I live in Canada and our household subscribes to both Netflix and Amazon Prime Video. Occasionally I notice that a show is available for streaming on both services, which I find a bit surprising. For instance, I could watch Archer on either service right now. And I remember when I watched Schitt’s Creek during the lockdown, I could watch it on Netflix, Prime Video or on the CBC’s own streaming service Gem!
Is this something that happens in the U.S. as well? Wouldn’t it make more sense to pay for an exclusive license to stream a show instead, or would it be prohibitively expensive?
Look at it from another point of view: Wouldn’t it make more sense to sell a license to stream a show to as many services as possible, unless you’d get more money from just one exclusive license?

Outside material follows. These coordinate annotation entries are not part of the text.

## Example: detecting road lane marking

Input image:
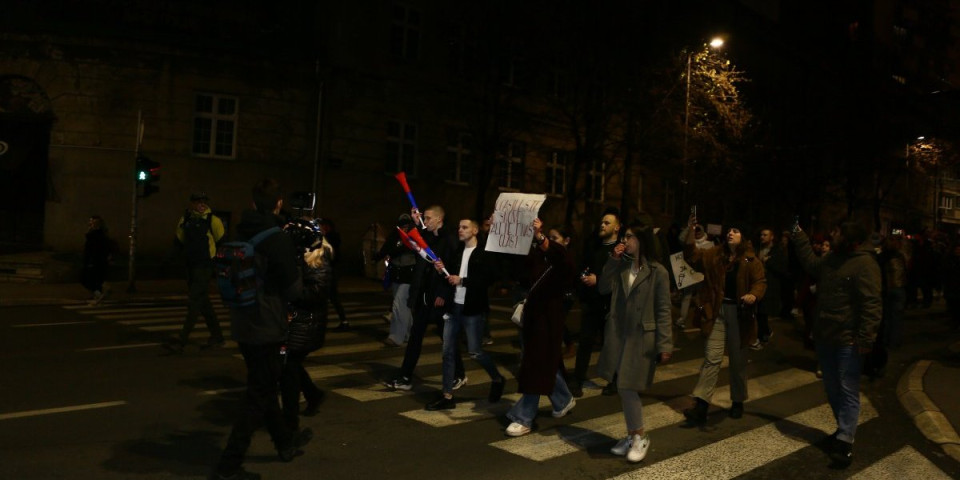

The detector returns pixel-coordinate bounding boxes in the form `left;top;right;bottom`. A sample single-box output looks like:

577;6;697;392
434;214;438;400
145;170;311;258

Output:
614;395;876;480
491;368;820;462
11;320;97;328
77;343;163;352
0;400;127;420
849;445;951;480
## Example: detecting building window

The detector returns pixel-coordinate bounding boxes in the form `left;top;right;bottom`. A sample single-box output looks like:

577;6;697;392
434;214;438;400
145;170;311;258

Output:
193;93;238;158
546;152;570;197
500;142;527;190
384;121;417;176
587;160;607;202
390;4;420;60
447;132;474;185
662;179;677;215
940;195;957;210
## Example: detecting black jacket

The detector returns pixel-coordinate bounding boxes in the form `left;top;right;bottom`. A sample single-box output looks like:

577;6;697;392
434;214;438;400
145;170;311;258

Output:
445;242;494;316
230;210;303;344
407;227;456;311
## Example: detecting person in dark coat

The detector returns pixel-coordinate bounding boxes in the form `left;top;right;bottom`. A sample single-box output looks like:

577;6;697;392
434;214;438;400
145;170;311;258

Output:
506;218;576;437
80;215;113;305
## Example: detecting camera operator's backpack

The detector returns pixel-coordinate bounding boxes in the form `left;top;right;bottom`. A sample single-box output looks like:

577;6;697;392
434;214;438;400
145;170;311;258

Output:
213;227;281;307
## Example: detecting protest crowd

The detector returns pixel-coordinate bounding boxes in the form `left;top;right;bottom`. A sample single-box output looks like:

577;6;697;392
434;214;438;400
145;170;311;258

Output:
189;173;960;479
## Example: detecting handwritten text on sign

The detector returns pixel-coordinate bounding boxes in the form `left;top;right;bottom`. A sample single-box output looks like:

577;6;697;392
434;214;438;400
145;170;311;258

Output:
670;252;703;288
486;192;547;255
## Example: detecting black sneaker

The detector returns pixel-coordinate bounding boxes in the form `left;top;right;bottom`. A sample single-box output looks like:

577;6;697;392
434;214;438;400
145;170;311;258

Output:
383;375;413;391
567;380;583;398
830;439;853;468
209;467;260;480
426;395;457;412
600;382;617;397
487;377;507;403
729;402;743;418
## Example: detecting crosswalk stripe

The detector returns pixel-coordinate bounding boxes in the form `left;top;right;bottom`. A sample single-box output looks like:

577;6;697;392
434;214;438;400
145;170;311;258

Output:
491;368;820;462
615;395;878;480
849;445;951;480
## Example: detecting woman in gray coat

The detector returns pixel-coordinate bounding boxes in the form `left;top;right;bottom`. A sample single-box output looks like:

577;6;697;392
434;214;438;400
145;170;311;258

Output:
597;222;673;462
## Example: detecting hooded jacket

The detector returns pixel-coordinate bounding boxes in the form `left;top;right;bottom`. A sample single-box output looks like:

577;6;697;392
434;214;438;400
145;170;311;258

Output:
791;232;883;348
230;210;303;345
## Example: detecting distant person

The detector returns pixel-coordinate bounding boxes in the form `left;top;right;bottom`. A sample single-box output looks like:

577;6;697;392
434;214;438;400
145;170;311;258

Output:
164;193;224;353
80;215;114;305
317;218;350;332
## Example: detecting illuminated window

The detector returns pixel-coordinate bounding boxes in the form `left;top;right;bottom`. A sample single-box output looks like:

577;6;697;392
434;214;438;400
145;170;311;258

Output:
192;93;238;158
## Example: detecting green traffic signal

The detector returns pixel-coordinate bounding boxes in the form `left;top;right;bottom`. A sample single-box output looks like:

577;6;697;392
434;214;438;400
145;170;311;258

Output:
137;157;160;197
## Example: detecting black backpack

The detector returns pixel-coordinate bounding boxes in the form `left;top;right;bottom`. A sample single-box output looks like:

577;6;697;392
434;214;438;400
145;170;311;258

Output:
180;210;213;265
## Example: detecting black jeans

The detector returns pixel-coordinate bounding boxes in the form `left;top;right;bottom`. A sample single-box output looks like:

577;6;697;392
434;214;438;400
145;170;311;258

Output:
400;306;465;378
573;304;607;383
180;265;223;345
217;343;293;475
280;353;320;432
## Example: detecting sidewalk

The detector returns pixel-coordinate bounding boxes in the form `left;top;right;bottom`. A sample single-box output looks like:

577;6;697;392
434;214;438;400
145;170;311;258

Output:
0;276;383;307
897;334;960;462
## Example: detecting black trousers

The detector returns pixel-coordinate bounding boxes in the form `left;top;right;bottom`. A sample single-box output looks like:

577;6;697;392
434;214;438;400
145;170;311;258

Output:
180;265;223;345
573;305;607;383
400;306;465;378
217;343;293;475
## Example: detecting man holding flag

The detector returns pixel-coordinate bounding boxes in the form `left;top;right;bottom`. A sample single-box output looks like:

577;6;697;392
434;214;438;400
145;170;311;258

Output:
384;205;467;390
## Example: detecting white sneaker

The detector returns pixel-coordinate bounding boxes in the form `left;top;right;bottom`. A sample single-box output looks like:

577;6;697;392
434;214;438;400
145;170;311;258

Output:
553;397;577;418
627;435;650;463
610;435;633;457
506;422;530;437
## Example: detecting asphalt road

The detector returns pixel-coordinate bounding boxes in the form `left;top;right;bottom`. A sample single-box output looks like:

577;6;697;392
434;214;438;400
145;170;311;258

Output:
0;294;960;480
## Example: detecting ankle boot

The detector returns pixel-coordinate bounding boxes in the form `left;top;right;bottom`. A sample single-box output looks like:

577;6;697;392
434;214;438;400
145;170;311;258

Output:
683;398;710;423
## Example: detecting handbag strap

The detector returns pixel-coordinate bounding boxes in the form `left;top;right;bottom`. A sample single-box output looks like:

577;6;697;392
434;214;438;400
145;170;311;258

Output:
527;265;553;298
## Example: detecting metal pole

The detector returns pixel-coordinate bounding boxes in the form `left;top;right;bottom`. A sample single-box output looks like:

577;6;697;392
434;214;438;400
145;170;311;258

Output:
127;110;143;293
680;52;693;208
311;60;323;212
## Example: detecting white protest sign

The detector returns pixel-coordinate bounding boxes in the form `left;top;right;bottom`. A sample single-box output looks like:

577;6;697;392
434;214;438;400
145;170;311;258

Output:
486;192;547;255
670;252;703;288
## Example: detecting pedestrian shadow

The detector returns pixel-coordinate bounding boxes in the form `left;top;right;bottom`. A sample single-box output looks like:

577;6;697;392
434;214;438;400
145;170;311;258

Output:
102;426;223;477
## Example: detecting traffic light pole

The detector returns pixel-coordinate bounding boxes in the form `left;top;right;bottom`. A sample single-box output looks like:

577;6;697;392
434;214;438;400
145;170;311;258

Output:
127;111;143;293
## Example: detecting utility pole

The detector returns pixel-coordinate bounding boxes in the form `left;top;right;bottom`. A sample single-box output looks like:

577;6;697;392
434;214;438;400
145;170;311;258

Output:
127;110;143;293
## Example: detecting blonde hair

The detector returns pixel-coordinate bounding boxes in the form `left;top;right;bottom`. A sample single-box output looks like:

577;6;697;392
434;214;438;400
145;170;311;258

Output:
303;238;333;268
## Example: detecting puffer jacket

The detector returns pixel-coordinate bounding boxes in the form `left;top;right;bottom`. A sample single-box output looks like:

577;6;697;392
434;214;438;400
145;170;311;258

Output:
791;232;883;348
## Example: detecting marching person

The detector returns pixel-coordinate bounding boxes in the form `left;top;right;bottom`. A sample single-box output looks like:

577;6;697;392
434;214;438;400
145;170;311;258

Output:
597;222;673;462
683;214;767;424
505;218;577;437
164;193;224;353
791;221;883;467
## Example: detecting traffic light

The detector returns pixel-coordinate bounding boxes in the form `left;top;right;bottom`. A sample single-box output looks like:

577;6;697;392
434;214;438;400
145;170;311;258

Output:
137;156;160;197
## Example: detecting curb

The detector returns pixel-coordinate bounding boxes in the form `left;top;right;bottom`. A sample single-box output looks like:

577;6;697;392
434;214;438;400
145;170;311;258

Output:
897;360;960;462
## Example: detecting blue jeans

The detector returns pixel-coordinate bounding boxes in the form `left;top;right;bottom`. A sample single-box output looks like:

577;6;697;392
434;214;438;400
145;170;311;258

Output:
388;283;413;345
817;344;860;443
507;370;573;427
443;303;503;393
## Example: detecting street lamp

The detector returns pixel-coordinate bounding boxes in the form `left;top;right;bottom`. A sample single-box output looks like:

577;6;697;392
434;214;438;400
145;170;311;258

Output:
680;37;723;203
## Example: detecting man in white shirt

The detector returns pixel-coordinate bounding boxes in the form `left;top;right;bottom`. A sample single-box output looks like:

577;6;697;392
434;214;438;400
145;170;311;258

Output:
426;219;505;411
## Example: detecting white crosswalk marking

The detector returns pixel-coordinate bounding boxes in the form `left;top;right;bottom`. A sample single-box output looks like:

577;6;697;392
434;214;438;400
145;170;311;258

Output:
615;395;878;480
849;445;951;480
491;368;819;461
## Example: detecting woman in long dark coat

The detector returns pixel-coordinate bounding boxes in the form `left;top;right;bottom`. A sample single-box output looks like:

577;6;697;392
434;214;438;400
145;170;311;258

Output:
506;218;576;437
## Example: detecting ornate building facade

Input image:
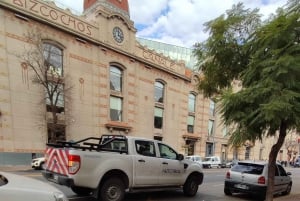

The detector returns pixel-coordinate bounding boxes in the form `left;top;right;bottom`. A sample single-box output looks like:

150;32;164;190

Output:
0;0;292;164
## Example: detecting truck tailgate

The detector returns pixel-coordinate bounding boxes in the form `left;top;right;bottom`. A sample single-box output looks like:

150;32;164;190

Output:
45;147;69;175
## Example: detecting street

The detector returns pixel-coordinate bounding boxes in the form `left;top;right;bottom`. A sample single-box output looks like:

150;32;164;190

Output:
10;168;300;201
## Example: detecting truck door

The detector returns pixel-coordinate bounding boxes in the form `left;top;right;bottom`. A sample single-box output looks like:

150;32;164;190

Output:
133;140;160;186
158;143;184;185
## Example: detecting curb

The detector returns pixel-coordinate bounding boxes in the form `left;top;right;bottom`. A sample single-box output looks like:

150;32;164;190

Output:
0;165;32;172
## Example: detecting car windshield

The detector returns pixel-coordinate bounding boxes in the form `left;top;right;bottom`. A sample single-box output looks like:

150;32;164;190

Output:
0;174;8;186
231;163;264;175
204;158;211;161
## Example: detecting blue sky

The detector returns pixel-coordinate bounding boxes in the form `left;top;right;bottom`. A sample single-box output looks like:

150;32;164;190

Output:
55;0;287;47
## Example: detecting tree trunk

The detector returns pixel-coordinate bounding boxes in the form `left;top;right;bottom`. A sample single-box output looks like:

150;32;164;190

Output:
266;120;287;201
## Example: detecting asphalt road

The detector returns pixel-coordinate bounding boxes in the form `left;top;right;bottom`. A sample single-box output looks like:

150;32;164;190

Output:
10;168;300;201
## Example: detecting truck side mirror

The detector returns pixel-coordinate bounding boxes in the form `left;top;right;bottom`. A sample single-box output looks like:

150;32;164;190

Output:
177;154;184;161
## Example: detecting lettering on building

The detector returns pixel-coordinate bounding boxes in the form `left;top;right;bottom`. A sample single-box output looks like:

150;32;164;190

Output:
7;0;95;36
143;50;184;74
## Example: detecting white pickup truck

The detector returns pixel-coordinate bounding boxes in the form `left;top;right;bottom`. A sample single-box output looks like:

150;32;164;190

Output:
43;135;203;201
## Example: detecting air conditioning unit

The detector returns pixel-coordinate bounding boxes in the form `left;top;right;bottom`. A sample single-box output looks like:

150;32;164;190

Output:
46;112;66;124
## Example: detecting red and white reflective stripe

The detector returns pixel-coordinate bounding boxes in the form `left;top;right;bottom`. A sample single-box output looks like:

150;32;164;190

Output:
46;147;69;175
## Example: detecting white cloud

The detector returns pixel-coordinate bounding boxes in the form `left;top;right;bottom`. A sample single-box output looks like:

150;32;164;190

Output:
56;0;287;47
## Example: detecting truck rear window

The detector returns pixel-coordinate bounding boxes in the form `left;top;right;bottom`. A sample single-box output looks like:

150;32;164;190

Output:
231;163;264;175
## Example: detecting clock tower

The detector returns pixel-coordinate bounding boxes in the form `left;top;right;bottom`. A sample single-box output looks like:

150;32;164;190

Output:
83;0;136;51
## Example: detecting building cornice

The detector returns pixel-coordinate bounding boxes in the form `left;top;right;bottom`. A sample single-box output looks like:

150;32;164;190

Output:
0;0;191;82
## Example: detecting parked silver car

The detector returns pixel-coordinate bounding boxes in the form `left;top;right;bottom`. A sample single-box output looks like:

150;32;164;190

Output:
224;161;292;200
185;155;202;167
31;157;45;170
0;171;68;201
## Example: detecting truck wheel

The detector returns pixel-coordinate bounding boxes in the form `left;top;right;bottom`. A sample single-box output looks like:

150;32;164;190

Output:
224;188;232;195
100;177;125;201
183;176;199;197
282;183;292;195
39;162;46;170
71;186;92;196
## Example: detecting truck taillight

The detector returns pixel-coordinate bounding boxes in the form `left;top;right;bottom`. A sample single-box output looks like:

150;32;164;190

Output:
226;172;230;179
257;176;266;184
68;155;80;174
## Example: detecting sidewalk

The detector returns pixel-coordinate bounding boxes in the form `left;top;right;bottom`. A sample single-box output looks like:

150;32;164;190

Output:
274;193;300;201
0;165;32;172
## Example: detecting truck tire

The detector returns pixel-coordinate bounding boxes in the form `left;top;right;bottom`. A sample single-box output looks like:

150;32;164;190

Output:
71;186;92;196
39;162;46;170
224;187;232;195
100;177;125;201
183;176;199;197
282;183;292;195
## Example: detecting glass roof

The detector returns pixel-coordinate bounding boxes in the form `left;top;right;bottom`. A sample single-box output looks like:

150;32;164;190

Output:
136;37;196;70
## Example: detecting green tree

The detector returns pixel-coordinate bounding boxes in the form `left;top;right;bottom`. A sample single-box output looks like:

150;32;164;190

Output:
16;29;72;143
194;3;261;97
196;0;300;201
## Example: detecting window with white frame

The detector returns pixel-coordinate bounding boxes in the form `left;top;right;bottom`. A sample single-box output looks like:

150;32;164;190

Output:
109;65;123;121
43;43;63;76
154;107;164;129
154;81;165;129
110;66;122;92
208;119;214;136
154;81;165;103
209;100;215;116
187;93;196;133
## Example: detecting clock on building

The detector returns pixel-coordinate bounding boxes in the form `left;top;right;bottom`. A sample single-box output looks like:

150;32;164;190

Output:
113;27;124;43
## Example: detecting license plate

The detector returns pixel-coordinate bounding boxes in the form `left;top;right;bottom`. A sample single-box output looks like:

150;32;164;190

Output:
53;175;58;181
234;184;248;189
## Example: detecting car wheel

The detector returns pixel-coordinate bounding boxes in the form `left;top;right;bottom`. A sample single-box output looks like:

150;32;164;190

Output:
39;162;46;170
71;186;92;196
183;176;199;197
100;177;125;201
282;183;292;195
224;188;232;195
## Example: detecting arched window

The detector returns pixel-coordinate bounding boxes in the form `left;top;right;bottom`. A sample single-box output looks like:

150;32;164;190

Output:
43;43;63;76
43;43;65;113
187;93;196;133
154;81;165;129
209;99;216;117
110;66;122;92
154;81;165;103
189;93;196;112
40;42;66;143
109;65;123;121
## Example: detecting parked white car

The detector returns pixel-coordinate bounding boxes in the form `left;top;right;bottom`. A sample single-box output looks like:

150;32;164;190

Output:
202;156;222;168
185;155;202;167
0;172;68;201
31;157;45;170
224;161;293;200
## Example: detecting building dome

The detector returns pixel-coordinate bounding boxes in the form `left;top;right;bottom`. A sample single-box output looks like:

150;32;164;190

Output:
83;0;129;15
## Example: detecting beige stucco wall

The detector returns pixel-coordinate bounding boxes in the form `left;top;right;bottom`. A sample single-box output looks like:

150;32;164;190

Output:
0;0;296;163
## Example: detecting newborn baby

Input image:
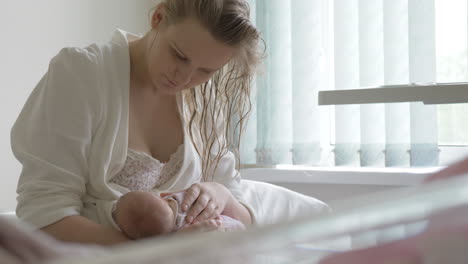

I can’t think of any offhand that are on both Netflix and Prime Video - but I’ve seen shows on both Hulu and the Roku channel or Hulu and Paramount or Netflix and Apple TV and those are just the ones I can think of offhand. I’m sure there are more.
The answer’s yes. On the regular Netflix and Amazon Prime.
So I always think "Do I want Amazon’s X-Ray feature (to check out which actor looks soooo familiar that I can’t keep watching, but just have to check)?
Ahh, but what I’m watching on A-Prime comes up on the home page of our Fire TV, and the family’ll know I was bingeing some YA action series: “Do we want to continue watching… Paper Girls? Teen Wolf? Daaad…!”
And one of the two has subtitles that you can control the size of the font. I like 'em small, so I don’t notice the text… until someone starts whispering.